言い値書店が開設一周年となりました。言い値書店は、オンライン電子書籍販売ストアですが、無料から2000円の範囲で、購入者が払いたい金額を払うことができる、という特色があります。
似たシステムのサイトにはLeanpubがありますが、こちらは販売者が最低価格を設定することができるようです。
詳細なデータは言い値書店 データブック 2013-2014で公開されています。これを読む限り、まだまだ利用者は少ないなあ、という印象です。
アマゾンにしろ、楽天にしろ、元々オンラインショッピングを運営していて、電子書籍にも参入しています。他の電子書籍ストアも、出版事業を行いつつ、という所が結構あります。純粋に電子書籍の販売だけ、となると集客や宣伝が難しいかもしれないですね。
言い値書店を支持する理由
アマゾンのキンドルダイレクトパブリッシングと比較すると、言い値書店のほうが小回りが効く、と思います。言い値書店では、ファイル形式はpdf,epub,mobi,zip等が可能です。また、書籍を更新した場合に、プッシュ通知に対応しているのは嬉しいですね。購入者は、購入した書籍が更新されたときに通知を受け取ることができます。(受け取らない設定もできます。)書籍の更新をしたとき、通知できるのは、著者読者双方に嬉しいと思います。IT系の書籍だと、ちょくちょく改訂することがあるので、この仕組みは良いですね。
しかし、個人的には「購入者が払いたい金額を払う」という所が面白いと思いました。紙の書籍だと、物理的な都合があり、「0円から2000円の範囲でご自由に」というのは難しいと思います。この仕組みは電子書籍ならではだなあ、と思います。ただデータブックの売上からすると、初年度はサーバー代を払ったら赤字らしいですが。
有料で購入されるのか?
少なくとも私の販売しているWordPress Advanced Custom Fields の使い方は、有料購入者が結構います。有料購入すると、おまけが手に入ることも理由にあげられると思います。

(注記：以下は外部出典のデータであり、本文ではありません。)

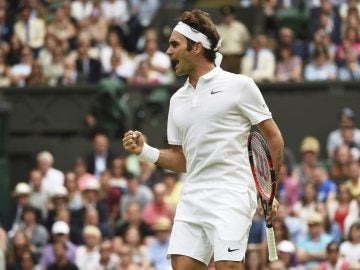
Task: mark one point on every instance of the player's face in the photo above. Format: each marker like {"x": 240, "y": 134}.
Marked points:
{"x": 179, "y": 54}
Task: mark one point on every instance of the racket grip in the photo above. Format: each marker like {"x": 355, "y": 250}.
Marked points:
{"x": 271, "y": 244}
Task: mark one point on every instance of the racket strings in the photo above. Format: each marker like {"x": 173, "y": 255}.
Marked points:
{"x": 261, "y": 165}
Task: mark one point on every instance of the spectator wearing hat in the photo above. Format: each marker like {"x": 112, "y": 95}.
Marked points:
{"x": 35, "y": 232}
{"x": 312, "y": 245}
{"x": 235, "y": 39}
{"x": 309, "y": 150}
{"x": 12, "y": 218}
{"x": 60, "y": 236}
{"x": 61, "y": 259}
{"x": 88, "y": 255}
{"x": 157, "y": 250}
{"x": 346, "y": 120}
{"x": 52, "y": 178}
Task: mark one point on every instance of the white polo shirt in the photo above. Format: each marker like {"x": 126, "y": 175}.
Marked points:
{"x": 212, "y": 123}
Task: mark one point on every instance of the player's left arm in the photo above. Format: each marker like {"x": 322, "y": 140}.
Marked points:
{"x": 275, "y": 141}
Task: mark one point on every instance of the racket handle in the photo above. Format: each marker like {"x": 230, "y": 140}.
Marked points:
{"x": 271, "y": 244}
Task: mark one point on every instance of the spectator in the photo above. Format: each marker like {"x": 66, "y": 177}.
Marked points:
{"x": 135, "y": 192}
{"x": 333, "y": 260}
{"x": 132, "y": 218}
{"x": 35, "y": 232}
{"x": 52, "y": 178}
{"x": 88, "y": 256}
{"x": 38, "y": 197}
{"x": 108, "y": 259}
{"x": 321, "y": 39}
{"x": 81, "y": 10}
{"x": 258, "y": 61}
{"x": 18, "y": 245}
{"x": 350, "y": 249}
{"x": 339, "y": 209}
{"x": 88, "y": 68}
{"x": 310, "y": 151}
{"x": 321, "y": 68}
{"x": 350, "y": 71}
{"x": 19, "y": 72}
{"x": 4, "y": 68}
{"x": 74, "y": 194}
{"x": 159, "y": 63}
{"x": 235, "y": 39}
{"x": 37, "y": 76}
{"x": 61, "y": 258}
{"x": 325, "y": 188}
{"x": 30, "y": 30}
{"x": 101, "y": 156}
{"x": 157, "y": 250}
{"x": 51, "y": 253}
{"x": 339, "y": 165}
{"x": 158, "y": 207}
{"x": 289, "y": 66}
{"x": 62, "y": 27}
{"x": 312, "y": 245}
{"x": 113, "y": 44}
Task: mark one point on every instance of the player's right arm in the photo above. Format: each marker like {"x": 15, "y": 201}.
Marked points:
{"x": 171, "y": 158}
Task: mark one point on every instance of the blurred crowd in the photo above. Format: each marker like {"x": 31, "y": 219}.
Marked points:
{"x": 52, "y": 42}
{"x": 115, "y": 212}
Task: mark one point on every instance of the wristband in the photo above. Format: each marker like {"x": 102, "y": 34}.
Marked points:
{"x": 149, "y": 153}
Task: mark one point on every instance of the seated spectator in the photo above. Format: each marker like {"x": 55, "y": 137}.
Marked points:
{"x": 19, "y": 72}
{"x": 333, "y": 258}
{"x": 61, "y": 258}
{"x": 158, "y": 62}
{"x": 350, "y": 249}
{"x": 288, "y": 67}
{"x": 113, "y": 44}
{"x": 320, "y": 68}
{"x": 37, "y": 76}
{"x": 88, "y": 68}
{"x": 258, "y": 61}
{"x": 350, "y": 41}
{"x": 35, "y": 232}
{"x": 350, "y": 71}
{"x": 4, "y": 69}
{"x": 346, "y": 120}
{"x": 158, "y": 207}
{"x": 108, "y": 259}
{"x": 312, "y": 245}
{"x": 60, "y": 236}
{"x": 321, "y": 39}
{"x": 52, "y": 178}
{"x": 62, "y": 27}
{"x": 87, "y": 255}
{"x": 96, "y": 27}
{"x": 30, "y": 30}
{"x": 18, "y": 245}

扱っている内容の影響も大きいと思います。この本は、WordPressのプラグインについて書いた本です。WordPress本体が無料ということもあって、WordPressプラグインは完全無料のものが多いです。しかし、Advanced Custom Fieldsプラグインは、有料アドオンがあります。Advanced Custom Fieldsプラグインに似たプラグインで、完全無料のものもあるようですので、「有料は嫌だ、無料で手に入れたい」という人は、あえてAdvanced Custom Fieldsプラグインを使わなくても良いでしょう。それにも関わらず、Advanced Custom Fieldsプラグインを使う、という人は、私もその一人ですが、「良い物ならお金を払う」という人が比較的多いのだろう、と思います。このため、
私の書籍の読者層に「良い物ならお金を払う」という人が比較的多い → 書籍を有料で購入する人が多い
という可能性が考えられます。とはいえ、このあたりは、書籍の内容によって異なりそうです。なので、言い値書店は万人向けのサービスではないかもしれません。しかし、言い値書店のユニークな仕組みが生かせる場合、言い値書店で出版したら面白いと思います。